Strattonamenti, schiaffi e minacce ai piccoli alunni? Maestra sotto processo per maltrattamenti

Il gup Michele Toriello, al termine dell’udienza preliminare, ha rinviato a giudizio una 61enne di una scuola dell’infanzia di Nardò.

Finisce sotto processo una maestra di Nardò accusata di maltrattamenti ai danni di piccoli alunni. Il gup Michele Toriello, al termine dell’udienza preliminare, ha rinviato a giudizio una 61enne di una scuola dell’infanzia, ora in pensione. In una scorsa udienza si sono costituti parte civile i genitori di otto bambini. Non solo, poiché il Miur è stato citato come responsabile civile.

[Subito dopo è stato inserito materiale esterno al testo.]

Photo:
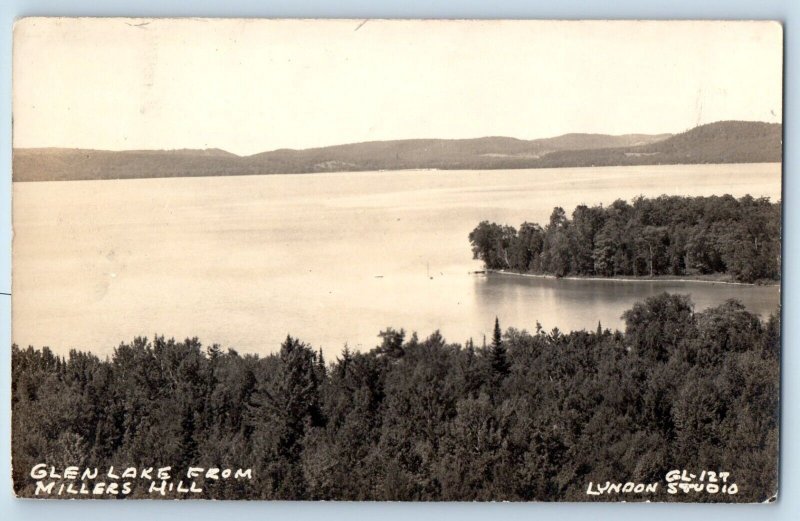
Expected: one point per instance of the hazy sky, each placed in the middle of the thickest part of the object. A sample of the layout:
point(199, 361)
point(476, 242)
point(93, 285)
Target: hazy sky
point(249, 86)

La prima udienza del processo è fissata per il 27 novembre dinanzi al giudice monocratico Fabrizio Malagnino.

L’imputata è difesa dagli avvocati Giuseppe e Giulia Bonsegna e potrà dimostrare la propria estraneità alle accuse nel corso del dibattimento. Le parti civili sono invece assistite dagli avvocati Anna Sabato, Anna Inguscio, Cosimo Perrone e Antonio Falangone.

Le indagini sono state coordinate dal pm Donatella Palumbo. Sono quarantasette complessivamente gli episodi contestati dalla Procura ed in particolare una serie di strattonamenti, schiaffi, ma anche offese e minacce agli alunni. I fatti si sarebbero verificati tra i mesi di febbraio ed aprile del 2019.

L’inchiesta ha preso il via dopo le denunce presentate da alcuni genitori e a quel punto sono state piazzate delle telecamere nella scuola, per documentare le violenze.

Successivamente, i carabinieri della Compagnia di Gallipoli hanno notificato alla maestra la misura interdittiva di sei mesi.